Going Rate: Worth matinee price.
Starring: Andy Garcia, Eva Longoria, Peter O'Toole
Rated: R
Red Flags: Intense war violence, including multiple hangings and atrocities against children
I wonder what a director like Quentin Tarantino or Robert Rodriguez would have done with this story of Mexico's Cristero War, an uprising against institutionalized Catholic persecution that claimed more than 90,000 lives and led to a wave of immigration into the U.S. back when nobody was talking about border fences. The conflict has the elements of a neo-Spaghetti Western: bloody violence and ambiguous morality. This production, which was largely funded by the Knights of Columbus, is more of a tribute film to the Cristeros which pulls emotional strings without giving us enough emotional base.
The movie picks up the story in 1926, when Mexican president and atheist Plutarco Elías Calles (Rubén Blades) institutes several laws to curb the Catholic Church's power. The "Calles Laws," as they're called, forbid priests from wearing religious garments in public, expel foreign clergy, and close Catholic schools. We get no background on why Mexico is taking this drastic step. We're barely told of the anti-Church sentiment stemming from the 1910 Mexican Revolution. The film omits a critical point for understanding it: Church-backed counterrevolutionary Victoriano Huerta overthrew and executed President Francisco Madero after the revolution. As I have told people in my re-enacting pursuits, history is complicated.
While we're trying to figure out why Mexico's government is acting like a secular Taliban, it starts laying emotional pipe. We meet José (Mauricio Kuri), a rascally boy pushed into serving Father Christopher (O'Toole) after playing a practical joke on him. The lovable old padre thinks Joselito will make a good altar boy, if the Federales don't shut his church down and kill him first -- which they do. Non-violent resistance against the Calles Laws fails, and another revolution erupts as Catholics are drawn to war in the face of seeing clergy and parishioners harassed and killed.
Shift to Enrique Gorostieta (Garcia), a secular retired general now running a soap factory. The Cristero forces need his expertise for organization and tactics. Going back to war -- especially for the Catholic cause -- doesn't particularly interest him, but a good paycheck helps. The new jefe insists on fighting with honor. Try selling that one to bands of guerrilla banditos who don't need no stinkin' badges.
The film nearly forgets about José until it needs more dramatic pull. He runs off to join the rebels and ends up under the general's wing. This is when the film starts finding some velocity. Gorostieta gets a few victories and wins respect from a reluctant bandito leader.

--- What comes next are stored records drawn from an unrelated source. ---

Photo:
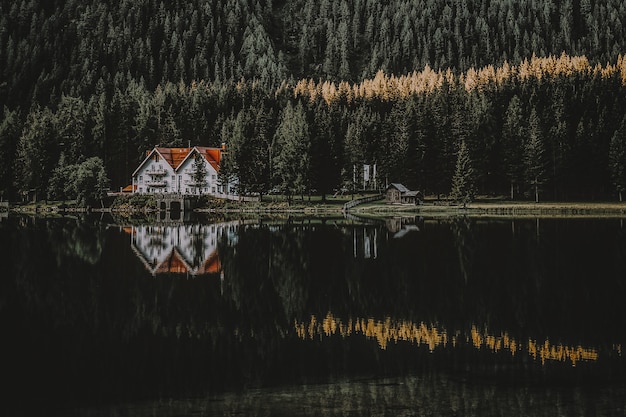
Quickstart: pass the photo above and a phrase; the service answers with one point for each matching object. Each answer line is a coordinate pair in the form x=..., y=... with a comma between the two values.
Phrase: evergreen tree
x=513, y=133
x=291, y=151
x=9, y=135
x=534, y=155
x=463, y=187
x=617, y=159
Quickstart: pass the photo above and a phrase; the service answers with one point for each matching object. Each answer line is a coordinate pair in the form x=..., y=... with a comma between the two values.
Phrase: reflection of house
x=364, y=242
x=181, y=171
x=179, y=249
x=398, y=194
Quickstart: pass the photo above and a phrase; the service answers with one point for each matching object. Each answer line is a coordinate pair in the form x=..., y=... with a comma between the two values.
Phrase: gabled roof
x=175, y=157
x=212, y=155
x=398, y=187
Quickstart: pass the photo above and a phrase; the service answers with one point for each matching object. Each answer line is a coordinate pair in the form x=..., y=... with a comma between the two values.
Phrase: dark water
x=331, y=316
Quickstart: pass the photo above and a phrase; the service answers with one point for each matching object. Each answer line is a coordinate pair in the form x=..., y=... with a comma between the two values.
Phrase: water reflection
x=407, y=296
x=190, y=249
x=393, y=331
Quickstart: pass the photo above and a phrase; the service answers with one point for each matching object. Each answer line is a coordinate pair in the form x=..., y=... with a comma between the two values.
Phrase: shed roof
x=398, y=187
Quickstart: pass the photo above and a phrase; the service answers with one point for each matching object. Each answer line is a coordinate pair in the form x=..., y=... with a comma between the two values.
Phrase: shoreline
x=430, y=208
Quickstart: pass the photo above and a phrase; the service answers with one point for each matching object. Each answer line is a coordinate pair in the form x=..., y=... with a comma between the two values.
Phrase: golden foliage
x=390, y=87
x=392, y=331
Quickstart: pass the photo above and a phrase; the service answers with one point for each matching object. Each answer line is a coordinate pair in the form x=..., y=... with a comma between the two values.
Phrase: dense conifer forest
x=522, y=98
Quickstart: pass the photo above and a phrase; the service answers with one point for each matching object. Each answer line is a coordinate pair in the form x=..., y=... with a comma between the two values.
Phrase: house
x=398, y=194
x=192, y=170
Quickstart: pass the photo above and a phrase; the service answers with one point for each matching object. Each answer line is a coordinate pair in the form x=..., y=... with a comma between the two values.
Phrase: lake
x=300, y=316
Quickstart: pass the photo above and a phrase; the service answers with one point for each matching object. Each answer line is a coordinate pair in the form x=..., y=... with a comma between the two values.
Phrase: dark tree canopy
x=398, y=84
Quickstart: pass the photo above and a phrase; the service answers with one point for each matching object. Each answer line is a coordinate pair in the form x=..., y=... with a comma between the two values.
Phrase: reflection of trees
x=465, y=245
x=93, y=299
x=80, y=238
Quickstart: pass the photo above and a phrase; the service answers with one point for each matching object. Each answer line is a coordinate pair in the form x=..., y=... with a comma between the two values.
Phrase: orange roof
x=211, y=265
x=172, y=264
x=176, y=156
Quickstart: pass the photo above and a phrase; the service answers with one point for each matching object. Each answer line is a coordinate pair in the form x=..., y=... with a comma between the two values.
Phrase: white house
x=181, y=171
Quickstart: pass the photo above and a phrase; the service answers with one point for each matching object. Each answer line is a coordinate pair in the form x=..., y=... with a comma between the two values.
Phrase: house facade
x=398, y=194
x=192, y=171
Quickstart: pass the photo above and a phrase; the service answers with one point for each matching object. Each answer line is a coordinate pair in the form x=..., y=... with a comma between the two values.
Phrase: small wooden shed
x=397, y=193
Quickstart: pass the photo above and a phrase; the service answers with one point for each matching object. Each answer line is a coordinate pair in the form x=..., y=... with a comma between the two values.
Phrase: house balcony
x=156, y=172
x=194, y=183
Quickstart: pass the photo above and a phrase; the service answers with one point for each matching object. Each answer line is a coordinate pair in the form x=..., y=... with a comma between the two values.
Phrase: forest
x=524, y=99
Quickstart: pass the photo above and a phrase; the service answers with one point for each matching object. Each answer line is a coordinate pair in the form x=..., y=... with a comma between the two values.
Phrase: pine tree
x=291, y=151
x=617, y=159
x=512, y=139
x=534, y=155
x=463, y=187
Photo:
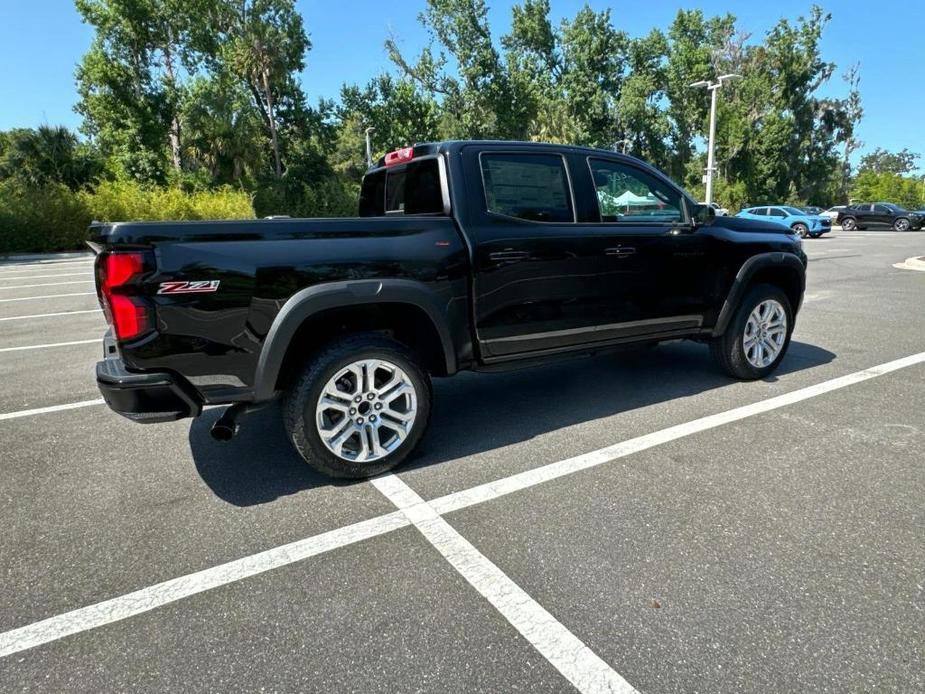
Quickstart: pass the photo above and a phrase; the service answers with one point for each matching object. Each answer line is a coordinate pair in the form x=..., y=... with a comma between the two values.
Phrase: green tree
x=129, y=85
x=881, y=161
x=479, y=99
x=48, y=155
x=223, y=132
x=263, y=43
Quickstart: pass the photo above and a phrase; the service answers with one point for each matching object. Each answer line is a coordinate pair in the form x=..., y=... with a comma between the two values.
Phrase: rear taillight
x=128, y=315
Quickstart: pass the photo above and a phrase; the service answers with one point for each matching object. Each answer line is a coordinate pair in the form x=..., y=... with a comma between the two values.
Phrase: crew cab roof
x=425, y=149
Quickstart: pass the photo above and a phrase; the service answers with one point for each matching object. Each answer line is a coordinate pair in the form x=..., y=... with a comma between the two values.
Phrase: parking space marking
x=47, y=296
x=50, y=315
x=4, y=278
x=45, y=284
x=175, y=589
x=116, y=609
x=50, y=344
x=530, y=478
x=69, y=264
x=50, y=409
x=566, y=652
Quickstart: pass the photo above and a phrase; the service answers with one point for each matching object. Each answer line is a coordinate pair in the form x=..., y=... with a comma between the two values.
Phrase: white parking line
x=529, y=478
x=46, y=284
x=49, y=315
x=566, y=652
x=49, y=410
x=155, y=596
x=48, y=264
x=47, y=296
x=140, y=601
x=50, y=344
x=4, y=278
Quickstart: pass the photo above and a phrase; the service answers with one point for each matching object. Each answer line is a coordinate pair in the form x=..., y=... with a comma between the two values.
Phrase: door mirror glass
x=702, y=214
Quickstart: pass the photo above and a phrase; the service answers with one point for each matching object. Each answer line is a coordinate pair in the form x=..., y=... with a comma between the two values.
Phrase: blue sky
x=42, y=40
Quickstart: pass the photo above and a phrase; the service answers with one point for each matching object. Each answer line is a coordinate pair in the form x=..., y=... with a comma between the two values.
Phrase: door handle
x=508, y=256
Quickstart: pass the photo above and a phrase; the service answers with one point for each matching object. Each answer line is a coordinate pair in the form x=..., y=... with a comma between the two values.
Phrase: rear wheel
x=359, y=407
x=758, y=335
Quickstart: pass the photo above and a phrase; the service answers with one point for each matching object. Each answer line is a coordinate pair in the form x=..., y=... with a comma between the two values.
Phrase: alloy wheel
x=366, y=410
x=765, y=333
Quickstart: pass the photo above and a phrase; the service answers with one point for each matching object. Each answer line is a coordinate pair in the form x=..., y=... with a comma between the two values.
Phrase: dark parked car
x=466, y=255
x=879, y=214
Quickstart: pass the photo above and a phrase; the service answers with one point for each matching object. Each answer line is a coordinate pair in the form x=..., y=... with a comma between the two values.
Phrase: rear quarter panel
x=214, y=339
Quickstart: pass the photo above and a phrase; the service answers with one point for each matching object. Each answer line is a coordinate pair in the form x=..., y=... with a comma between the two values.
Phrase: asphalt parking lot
x=625, y=522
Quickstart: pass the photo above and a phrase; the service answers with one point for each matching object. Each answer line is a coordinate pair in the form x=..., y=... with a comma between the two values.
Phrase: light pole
x=369, y=147
x=713, y=87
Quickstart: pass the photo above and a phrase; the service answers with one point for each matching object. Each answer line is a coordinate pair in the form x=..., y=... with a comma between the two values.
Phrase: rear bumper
x=146, y=398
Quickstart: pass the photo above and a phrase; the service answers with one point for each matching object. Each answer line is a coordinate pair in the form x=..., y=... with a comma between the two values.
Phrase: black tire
x=301, y=400
x=728, y=350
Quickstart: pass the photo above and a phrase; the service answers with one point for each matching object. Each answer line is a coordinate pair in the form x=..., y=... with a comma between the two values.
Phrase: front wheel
x=758, y=335
x=359, y=408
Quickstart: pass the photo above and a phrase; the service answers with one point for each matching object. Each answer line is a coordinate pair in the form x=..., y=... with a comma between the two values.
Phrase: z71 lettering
x=203, y=287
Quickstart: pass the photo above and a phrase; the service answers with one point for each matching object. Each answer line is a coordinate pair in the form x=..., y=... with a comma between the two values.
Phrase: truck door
x=664, y=268
x=883, y=215
x=538, y=282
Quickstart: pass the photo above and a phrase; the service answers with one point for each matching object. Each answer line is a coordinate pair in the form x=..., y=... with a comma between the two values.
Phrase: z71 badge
x=189, y=287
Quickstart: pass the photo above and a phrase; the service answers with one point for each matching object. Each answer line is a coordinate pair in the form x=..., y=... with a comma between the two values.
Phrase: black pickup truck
x=466, y=255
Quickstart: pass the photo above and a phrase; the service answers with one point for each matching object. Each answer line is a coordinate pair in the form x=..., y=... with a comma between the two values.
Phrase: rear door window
x=412, y=188
x=533, y=187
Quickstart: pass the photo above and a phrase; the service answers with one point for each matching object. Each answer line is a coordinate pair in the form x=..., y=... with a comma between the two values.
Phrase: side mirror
x=702, y=214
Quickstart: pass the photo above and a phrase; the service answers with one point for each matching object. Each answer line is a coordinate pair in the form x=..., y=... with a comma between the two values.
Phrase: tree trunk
x=174, y=130
x=271, y=119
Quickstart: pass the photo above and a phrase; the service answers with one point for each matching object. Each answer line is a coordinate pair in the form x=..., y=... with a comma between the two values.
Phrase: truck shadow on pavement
x=474, y=413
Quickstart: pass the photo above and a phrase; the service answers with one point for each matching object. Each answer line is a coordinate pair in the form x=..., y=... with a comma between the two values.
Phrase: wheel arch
x=782, y=270
x=314, y=314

And somehow, he starts drawing closer to GOD. Behind the scenes, U.S.-Mexican relations get a discussion over breakfast and adult beverages as American ambassador Dwight Morrow (Bruce Greenwood) is more interested in protecting U.S. oil interests than ending a conflict he's clueless about.
For Greater Glory's problem is that it displays too many tendencies of a propaganda film: distilling the conflict down into a straight morality play. The film does devote one brief scene to a Cristero atrocity of burning innocent civilians on a train, but it also leaves out the assassination of Mexican President-elect Álvaro Obregón by a Catholic radical, who was set to become President Calles successor.
The film works when it sticks to the innocence of José and the religious epiphany of Gorostieta. It really works when its characters try to understand where GOD is in any of this. My favorite sequence shows a rebel leader -- who is also a priest -- explaining to the general why bad things happen to good people. Hollywood doesn't do well in explaining that. But this film wasn't made in Hollywood; hecho en Mexico.